Mais peut-être que la conception sartrienne de l'intellectuel a vécu. Aujourd'hui les intellectuels sont surtout des chercheurs en science sociale, spécialisés dans un domaine. Ils ne sont pas, comme Sartre, Zola, ou même Foucault, capables d'embrasser tous le savoir et aussi d'avoir une vraie action politique. Noam Chomsky est sans doute l'exception...
Ecrit par : Eric | 02 mai 2008
Un jour, il faudra rendre aux éditeurs ce que l'on doit aux éditeurs, et ne pas attribuer aux auteurs les grosses ficelles du marketing...
Et puis, si c'est cela des romans de gare comme ça, j'en voudrais bien plus !
Dominique : l'engouement des intellectuels français pour Eco est assez fascinant, mais à la mesure du personnage, à mon avis. Tout n'est pas à admirer sans réserve, chez lui, et la façon qu'ont ses thuriféraires de l'ériger sur un piédestal est agaçante. Mais je crois qu'il a marqué à la fois la littérature et la recherche de son époque, d'une façon qu'il est facile de sous-estimer. Rien qu'en comptant les imitateurs plus ou moins doués qui se sont engouffrés dans la brèche du Nom de la Rose et dans celle du Pendule de Foucault, il y aurait de quoi remplir des volumes. (Hello, Dan Brown, on a retrouvé l'origine de votre scénar de conspiration...)
@ Eric : franchement, des 5 français inclus dans la liste, Esther Duflo me semble de loin la plus importante et digne d'être distinguée. Dommage qu'elle soit moins sollicitée chez nous qu'un Attali ou Finkie, aujourd'hui vraiment usés jusqu'à la corde.
Autre chose amusante chez Thérèse Delpech : elle a aussi collaboré à Politique internationale, la feuille de chou à grandes prétentions qui s'est fait rouler dans la farine par Alexis Débat.
Ecrit par : Irène | 02 mai 2008
Esther Duflo, jamais entendu parler avant ce billet! Ça sert de bloguer.
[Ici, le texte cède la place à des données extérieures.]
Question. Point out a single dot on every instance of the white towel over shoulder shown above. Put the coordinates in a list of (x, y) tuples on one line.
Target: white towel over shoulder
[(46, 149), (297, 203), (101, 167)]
Ecrit par : Eric | 02 mai 2008
Je rapportais une anecdote au sujet de l'instrumentalisation d'Eco. Je pense que le personnage dépasse le penseur ou l'écrivain et qu'il n'y a plus grand-chose de rationnel quand des gens parlent de lui. Pas mal de mes billets sont écrits en référence à ses propos, mais je ne vois pas où je l'aurais placé sur un piédestal. Dans ce cas, je me suis contenté de rapporter de manière ironique le comportement du jury de recrutement de professeurs de l'enseignement secondaire et je pense que ce professeur éminent membre du jury (aujourd'hui enseignant à la Sorbonne, toujours membre du jury de l'agrégation et ayant dirigé une édition de la Pléiade) n'était pas tout à fait ce que l'on peut attendre d'un enseignant qui veut faire réussir ses étudiants. D'ailleurs, sa manoeuvre suspecte et frauduleuse a échoué. C'était bien la peine de vendre de l'Eco pendant un semestre. Et de toute manière, je le lisais avant...
Ecrit par : Dominique | 02 mai 2008
Si rappelle-toi ! Son nom de jeune fille était Debois.
Bon. Je fonce à une réunion de comploteurs gauchistes. Tu n'es pas en route, toi ?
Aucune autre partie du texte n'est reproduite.